The relative strength of NZ First and passable performance of Act could well (probably will) save this three-way Government but, even then, National’s available personnel and Cabinet seats, policy leverage and influence would be diminished.
The big reveal of broadcaster Paul Henry as a list candidate for Act should give that party, drifting in the polls this year, a boost at the expense of its centre and right rivals.
Henry made much of not needing the job, or the political career. But left unsaid was that Act really needs him, a circuit breaker from the cocktail and media circuit. It’ll need some National votes and some from those currently toying with NZ First and Opportunity.
National needs that additional competitive presence like it needs another bump in the price of petrol.

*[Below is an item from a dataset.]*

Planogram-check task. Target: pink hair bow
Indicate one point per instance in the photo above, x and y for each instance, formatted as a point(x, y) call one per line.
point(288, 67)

It finds itself in a rare position of being near the end of a first term, and having played some of election year’s biggest shots with next to nothing from the voters in return. It still looks like it can cling to power, courtesy of its twin coalition partners who have largely avoided the public’s disenchantment with the economy and uninspiring leadership.
But its own power faces an unpalatable reining in, fewer policy wins and fewer ministerial seats and limos, unless it can find some surprises of its own.
As it sits right now, within a jaundiced public mood, even Richie McCaw landing his helicopter and offering himself for the party leadership would be unlikely to save much of the list and electorates that are at risk.
The holidaying Luxon needs to return with a solution that has proved to be outside his party’s capability in 2026, something preferably big enough to deliver a near 10-point spike in its polling. And that would be just to restore relativities to the norm from 2023.
Newsroom’s Campaign Observer column looks at how the competing political parties approach the final months before the November 7 election – their tactics, polling, policies, communications, interaction with each other, and how they compare with elections past.